O estrangeiro teve visão: tirou os meninos da represa de Guarapiranga, foi para a raia olímpica da USP, em São Paulo, mas viu que não daria certo dividir a lagoa com amadores. Os atletas precisavam de foco total. Após muita pesquisa, o comandante fez uma mudança drástica: levou a seleção brasileira para a pacata Lagoa Santa, em Minas Gerais. Adotou um sistema de treinamento de oito semanas de trabalho e apenas uma de folga. Deixou sua família na Colômbia e passou a morar e dividir tudo, até tarefas domésticas, com Isaquias, Erlon e os outros canoístas que fazem parte do time, Ronílson e Nivalter.

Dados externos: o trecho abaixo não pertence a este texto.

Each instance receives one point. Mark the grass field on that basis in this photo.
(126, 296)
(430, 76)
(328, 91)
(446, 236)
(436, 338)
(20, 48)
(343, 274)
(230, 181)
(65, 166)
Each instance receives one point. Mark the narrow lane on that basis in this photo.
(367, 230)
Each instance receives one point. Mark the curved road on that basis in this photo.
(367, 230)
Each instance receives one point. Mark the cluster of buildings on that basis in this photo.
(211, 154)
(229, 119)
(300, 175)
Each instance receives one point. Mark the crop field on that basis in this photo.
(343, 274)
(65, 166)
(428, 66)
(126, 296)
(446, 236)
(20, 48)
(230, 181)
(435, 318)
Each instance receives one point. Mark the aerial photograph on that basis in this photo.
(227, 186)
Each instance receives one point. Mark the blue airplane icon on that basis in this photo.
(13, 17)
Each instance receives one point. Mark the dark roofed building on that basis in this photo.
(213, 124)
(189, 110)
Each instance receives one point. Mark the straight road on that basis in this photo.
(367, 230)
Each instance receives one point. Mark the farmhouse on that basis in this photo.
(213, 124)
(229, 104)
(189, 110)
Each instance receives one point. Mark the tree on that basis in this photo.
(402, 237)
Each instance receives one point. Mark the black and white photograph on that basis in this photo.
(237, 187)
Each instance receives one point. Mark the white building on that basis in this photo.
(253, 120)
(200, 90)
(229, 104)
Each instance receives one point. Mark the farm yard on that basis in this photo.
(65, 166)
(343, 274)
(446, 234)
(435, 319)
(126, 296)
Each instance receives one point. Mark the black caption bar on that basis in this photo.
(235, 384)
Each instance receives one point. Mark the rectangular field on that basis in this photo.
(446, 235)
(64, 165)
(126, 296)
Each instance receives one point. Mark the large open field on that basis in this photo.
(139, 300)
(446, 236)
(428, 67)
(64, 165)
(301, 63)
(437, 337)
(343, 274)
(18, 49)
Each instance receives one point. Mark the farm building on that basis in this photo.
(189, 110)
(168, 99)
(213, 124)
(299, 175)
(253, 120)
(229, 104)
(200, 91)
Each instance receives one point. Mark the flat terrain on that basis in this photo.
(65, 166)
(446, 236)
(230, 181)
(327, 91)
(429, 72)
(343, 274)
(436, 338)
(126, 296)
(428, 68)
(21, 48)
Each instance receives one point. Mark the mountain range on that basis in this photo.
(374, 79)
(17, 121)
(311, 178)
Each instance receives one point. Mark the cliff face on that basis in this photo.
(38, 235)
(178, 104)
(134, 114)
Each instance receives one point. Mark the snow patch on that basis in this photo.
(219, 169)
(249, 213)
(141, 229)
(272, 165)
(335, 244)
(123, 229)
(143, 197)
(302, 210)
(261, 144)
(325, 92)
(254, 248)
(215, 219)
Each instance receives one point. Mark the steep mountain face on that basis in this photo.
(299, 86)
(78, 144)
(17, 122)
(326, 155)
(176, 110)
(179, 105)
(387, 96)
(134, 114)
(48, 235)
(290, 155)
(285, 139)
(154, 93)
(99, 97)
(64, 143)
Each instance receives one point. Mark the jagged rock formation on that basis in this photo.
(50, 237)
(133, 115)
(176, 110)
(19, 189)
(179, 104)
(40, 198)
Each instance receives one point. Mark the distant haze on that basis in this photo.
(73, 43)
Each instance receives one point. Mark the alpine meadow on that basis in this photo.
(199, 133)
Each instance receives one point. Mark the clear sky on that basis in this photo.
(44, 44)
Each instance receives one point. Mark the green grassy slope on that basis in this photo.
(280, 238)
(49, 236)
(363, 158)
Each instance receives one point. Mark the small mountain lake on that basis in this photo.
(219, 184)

Ao longo do tempo, a equipe teve inúmeras conquistas. Dentre elas, vale destacar os dois ouros de Isaquias na prova do C1 500m nos mundiais de Duisburg 2013 (levou também bronze no C1 1000m) e Moscou 2014 (ainda ficou em terceiro no C2 200m, com Erlon), e o ouro mais recente, em Milão 2015, no C2 1000m, com o parceiro habitual (ganhou também o bronze no C1 200m). Agora, adiciona à sua coleção a prata de Erlon e Isaquias, e a outra prata e o bronze do baiano de 22 anos. Que as águas passem, mudem, se renovem… Mas a canoagem nunca vai se esquecer do que viu nas águas da Lagoa Rodrigo de Freitas na Olimpíada do Rio nesta semana.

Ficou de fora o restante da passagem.